那日不光陸誠、馮才、李承繼,徐直等人,朝堂上只要反對公主那邊,全部拿下,要麼以勾結陷害公主罪處決,要麼被流放,最輕的也是革職。
他很清楚皇妹的手段,之所以那天哪怕在手下諸將都已經喊出萬歲情況下,最後還是沒有更進一步,只因爲皇後和太子。
上一世,他害的她活活被餓死,
這一生,他把她當作自己的護身符,
這兩世,他欠她太多了。
是的,他欠太多的人,太多了!
想到此,姬清山緊緊抱住自己的皇後,說道,“皇後,是朕對不起你,朕這輩子虧欠你太多太多了。”
說着他哭了。
姬清山將自己當年出於私利,爲了自己的皇位能安穩,而強行佔有她。後來又封她爲後,諸多討好,甚至一定要和她生下太子也是出於鞏固皇位。
那麼多年對陳家即是拉攏又提防,對三公主充滿着忌憚卻又不肯逼之太急。
直到在邊城被陸誠說動,纔會聽他設下那樣害慘羽林衛的勾當意圖奪去公主的兵權,這些全都向陳如歌吐露。
這麼多年來,他一直是一個如此冷漠自私的人,害了自己,害了自己愛的人,害了關愛自己的人,害了那麼多人,自己卻苟活下來。
他還是沒勇氣去了斷這一切,只能沉浸在歌舞酒色之中,他比那殉國的南漢王劉瀚和北邙皇帝拓跋步差遠了,他和那苟活的,被他輕視的梁主蜀主又有何區別。
“陛下,這一切都過去了,都那麼多年了,阿河也都長那麼大了,我們也都是老夫老妻了。”
陳如歌聽着陛下的心聲。
這一切她何嘗不知,她知道他是重生想逆天改命。
望着哭完已經精疲力盡睡着的姬清山,陳如歌心想自己穿越過來這一生,同樣也是在逆天改命,至少她不是原書中的那個炮灰太後。
“唉,你我都是苦命人。

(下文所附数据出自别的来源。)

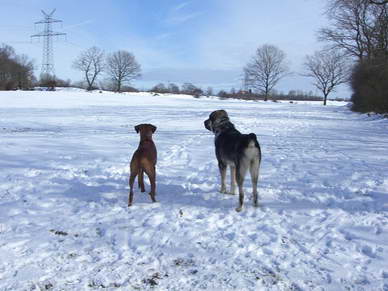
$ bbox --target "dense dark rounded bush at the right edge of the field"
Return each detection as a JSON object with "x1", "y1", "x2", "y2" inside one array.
[{"x1": 351, "y1": 57, "x2": 388, "y2": 113}]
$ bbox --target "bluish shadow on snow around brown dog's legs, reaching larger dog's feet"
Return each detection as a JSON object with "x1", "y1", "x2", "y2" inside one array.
[{"x1": 50, "y1": 176, "x2": 233, "y2": 209}]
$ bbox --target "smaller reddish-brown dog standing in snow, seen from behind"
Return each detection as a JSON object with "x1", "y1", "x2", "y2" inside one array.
[{"x1": 128, "y1": 124, "x2": 157, "y2": 206}]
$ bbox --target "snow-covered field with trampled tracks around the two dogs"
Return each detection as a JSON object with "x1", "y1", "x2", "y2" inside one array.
[{"x1": 0, "y1": 91, "x2": 388, "y2": 291}]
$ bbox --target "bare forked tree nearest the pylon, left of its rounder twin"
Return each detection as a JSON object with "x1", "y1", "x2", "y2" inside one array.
[{"x1": 73, "y1": 46, "x2": 104, "y2": 91}]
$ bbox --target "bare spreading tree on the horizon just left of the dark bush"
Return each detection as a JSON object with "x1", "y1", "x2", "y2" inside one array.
[{"x1": 302, "y1": 50, "x2": 349, "y2": 105}]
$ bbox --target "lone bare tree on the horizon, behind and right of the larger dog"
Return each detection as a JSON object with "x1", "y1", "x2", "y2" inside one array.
[{"x1": 244, "y1": 44, "x2": 289, "y2": 101}]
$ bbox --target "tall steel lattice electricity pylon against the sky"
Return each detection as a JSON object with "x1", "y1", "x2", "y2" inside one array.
[{"x1": 31, "y1": 9, "x2": 66, "y2": 78}]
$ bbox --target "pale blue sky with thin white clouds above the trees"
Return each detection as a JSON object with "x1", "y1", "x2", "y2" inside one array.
[{"x1": 0, "y1": 0, "x2": 350, "y2": 98}]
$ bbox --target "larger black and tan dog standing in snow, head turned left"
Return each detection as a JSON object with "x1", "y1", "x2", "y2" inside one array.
[{"x1": 204, "y1": 110, "x2": 261, "y2": 211}]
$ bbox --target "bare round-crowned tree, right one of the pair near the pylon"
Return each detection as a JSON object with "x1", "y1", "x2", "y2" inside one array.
[{"x1": 106, "y1": 51, "x2": 141, "y2": 92}]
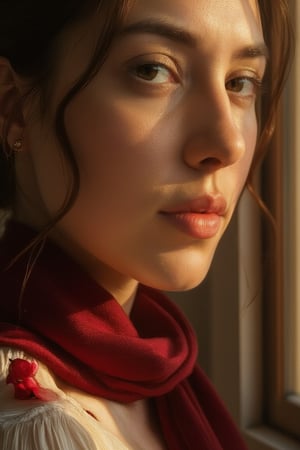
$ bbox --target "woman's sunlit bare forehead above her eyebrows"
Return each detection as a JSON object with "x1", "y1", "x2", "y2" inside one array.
[{"x1": 126, "y1": 0, "x2": 263, "y2": 46}]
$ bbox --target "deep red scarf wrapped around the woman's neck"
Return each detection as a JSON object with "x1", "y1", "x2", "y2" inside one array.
[{"x1": 0, "y1": 223, "x2": 246, "y2": 450}]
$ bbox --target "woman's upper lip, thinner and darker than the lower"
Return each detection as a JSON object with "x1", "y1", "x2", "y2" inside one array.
[{"x1": 161, "y1": 194, "x2": 227, "y2": 216}]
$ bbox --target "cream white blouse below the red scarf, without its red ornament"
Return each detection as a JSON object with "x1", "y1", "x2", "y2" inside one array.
[{"x1": 0, "y1": 348, "x2": 130, "y2": 450}]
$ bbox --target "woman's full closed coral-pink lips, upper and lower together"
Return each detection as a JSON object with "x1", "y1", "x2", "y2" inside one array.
[{"x1": 161, "y1": 195, "x2": 227, "y2": 239}]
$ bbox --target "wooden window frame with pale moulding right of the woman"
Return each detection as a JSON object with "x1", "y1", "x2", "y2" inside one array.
[{"x1": 209, "y1": 0, "x2": 300, "y2": 440}]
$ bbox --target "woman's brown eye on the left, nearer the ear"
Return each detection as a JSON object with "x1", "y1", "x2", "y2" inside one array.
[{"x1": 132, "y1": 62, "x2": 175, "y2": 84}]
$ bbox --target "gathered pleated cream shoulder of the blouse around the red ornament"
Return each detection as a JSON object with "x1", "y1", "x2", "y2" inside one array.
[{"x1": 0, "y1": 348, "x2": 96, "y2": 450}]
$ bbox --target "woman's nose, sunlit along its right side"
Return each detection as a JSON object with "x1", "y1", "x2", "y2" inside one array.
[{"x1": 183, "y1": 87, "x2": 246, "y2": 170}]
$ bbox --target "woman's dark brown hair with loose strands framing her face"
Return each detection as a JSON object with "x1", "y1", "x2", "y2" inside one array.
[{"x1": 0, "y1": 0, "x2": 292, "y2": 225}]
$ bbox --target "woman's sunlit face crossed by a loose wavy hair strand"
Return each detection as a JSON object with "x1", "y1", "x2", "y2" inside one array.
[{"x1": 18, "y1": 0, "x2": 266, "y2": 290}]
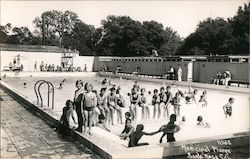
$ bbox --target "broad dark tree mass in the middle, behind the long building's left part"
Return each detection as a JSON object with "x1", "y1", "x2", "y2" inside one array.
[{"x1": 97, "y1": 16, "x2": 180, "y2": 56}]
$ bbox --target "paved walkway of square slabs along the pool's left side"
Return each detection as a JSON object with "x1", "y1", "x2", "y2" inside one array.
[{"x1": 0, "y1": 90, "x2": 100, "y2": 159}]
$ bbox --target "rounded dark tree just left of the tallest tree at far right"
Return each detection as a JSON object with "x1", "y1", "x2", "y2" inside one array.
[{"x1": 180, "y1": 18, "x2": 232, "y2": 54}]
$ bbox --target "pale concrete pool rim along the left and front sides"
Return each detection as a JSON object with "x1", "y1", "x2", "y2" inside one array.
[{"x1": 1, "y1": 74, "x2": 249, "y2": 159}]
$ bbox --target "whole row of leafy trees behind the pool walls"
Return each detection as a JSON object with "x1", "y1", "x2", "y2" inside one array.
[{"x1": 0, "y1": 3, "x2": 250, "y2": 56}]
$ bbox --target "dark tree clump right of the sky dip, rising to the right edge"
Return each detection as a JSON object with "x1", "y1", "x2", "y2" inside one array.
[{"x1": 179, "y1": 3, "x2": 250, "y2": 55}]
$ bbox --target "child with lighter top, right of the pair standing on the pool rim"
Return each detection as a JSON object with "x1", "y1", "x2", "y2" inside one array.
[{"x1": 83, "y1": 83, "x2": 97, "y2": 135}]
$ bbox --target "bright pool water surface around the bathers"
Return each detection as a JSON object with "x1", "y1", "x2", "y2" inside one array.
[{"x1": 4, "y1": 73, "x2": 249, "y2": 146}]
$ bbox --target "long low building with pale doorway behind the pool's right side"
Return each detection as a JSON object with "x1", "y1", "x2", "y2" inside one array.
[{"x1": 94, "y1": 56, "x2": 250, "y2": 83}]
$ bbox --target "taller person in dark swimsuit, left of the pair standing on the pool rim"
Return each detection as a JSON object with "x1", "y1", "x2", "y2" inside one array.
[{"x1": 74, "y1": 80, "x2": 84, "y2": 132}]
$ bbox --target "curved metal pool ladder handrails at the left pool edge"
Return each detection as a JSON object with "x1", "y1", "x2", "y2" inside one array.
[{"x1": 34, "y1": 80, "x2": 55, "y2": 109}]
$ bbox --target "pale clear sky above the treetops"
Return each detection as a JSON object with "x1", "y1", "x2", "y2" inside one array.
[{"x1": 0, "y1": 0, "x2": 248, "y2": 38}]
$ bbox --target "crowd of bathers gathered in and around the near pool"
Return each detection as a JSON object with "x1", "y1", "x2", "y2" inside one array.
[{"x1": 53, "y1": 78, "x2": 234, "y2": 147}]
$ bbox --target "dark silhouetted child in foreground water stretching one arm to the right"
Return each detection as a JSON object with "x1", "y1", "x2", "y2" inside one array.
[{"x1": 128, "y1": 124, "x2": 160, "y2": 147}]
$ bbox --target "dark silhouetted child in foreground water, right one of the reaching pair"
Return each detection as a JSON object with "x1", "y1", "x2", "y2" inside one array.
[{"x1": 159, "y1": 114, "x2": 181, "y2": 143}]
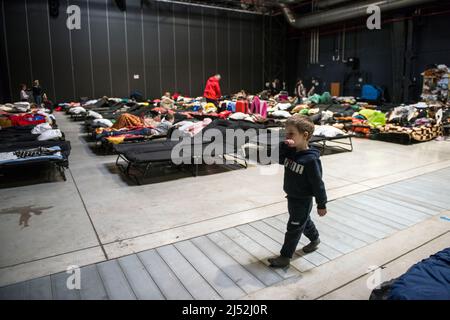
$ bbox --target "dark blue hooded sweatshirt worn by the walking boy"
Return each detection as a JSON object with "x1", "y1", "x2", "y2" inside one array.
[{"x1": 279, "y1": 142, "x2": 327, "y2": 209}]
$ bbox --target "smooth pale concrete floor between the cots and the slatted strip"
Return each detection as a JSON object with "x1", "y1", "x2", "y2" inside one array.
[{"x1": 0, "y1": 114, "x2": 450, "y2": 298}]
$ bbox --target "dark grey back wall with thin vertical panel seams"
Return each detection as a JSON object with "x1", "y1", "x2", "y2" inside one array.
[{"x1": 0, "y1": 0, "x2": 264, "y2": 102}]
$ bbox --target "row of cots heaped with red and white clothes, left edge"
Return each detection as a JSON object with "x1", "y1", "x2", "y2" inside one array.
[{"x1": 0, "y1": 102, "x2": 70, "y2": 180}]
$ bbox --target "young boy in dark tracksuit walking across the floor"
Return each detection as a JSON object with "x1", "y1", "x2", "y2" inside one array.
[{"x1": 269, "y1": 115, "x2": 327, "y2": 268}]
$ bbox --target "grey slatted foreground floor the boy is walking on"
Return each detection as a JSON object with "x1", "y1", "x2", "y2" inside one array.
[{"x1": 0, "y1": 168, "x2": 450, "y2": 300}]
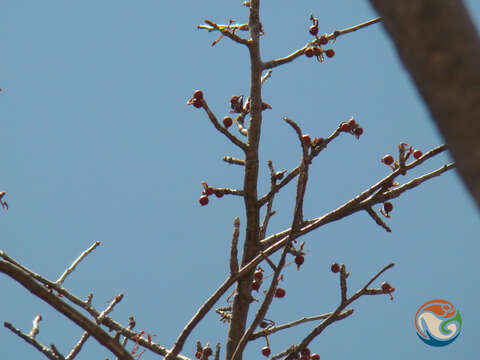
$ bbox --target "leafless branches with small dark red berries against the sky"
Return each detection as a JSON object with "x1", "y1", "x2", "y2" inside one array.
[{"x1": 0, "y1": 0, "x2": 455, "y2": 360}]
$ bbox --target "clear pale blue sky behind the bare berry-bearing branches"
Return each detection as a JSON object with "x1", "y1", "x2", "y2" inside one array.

”
陳如歌爲陛下蓋了蓋被子,嘆息一聲離開了。
雖是這天下的皇帝和皇後又如何,也只不過想改變原有的悲慘命運。
在陳如歌眼裏,她這穿越過來,彷彿是在看她女兒成長的一場大片。
看夠了另一個世界的那各種穿越重生狗血短劇網文。原本以爲重生穿越都能成主角,結果依舊是主角演繹大片故事裏的npc。
自己無法做到那種主角般的人生。可又一想,在這世界裏萬千臣民們看來,自己不就是這主角中的主角嗎。
“六尺之孤何託?”
只聽得睡夢中的姬清山喃喃自語。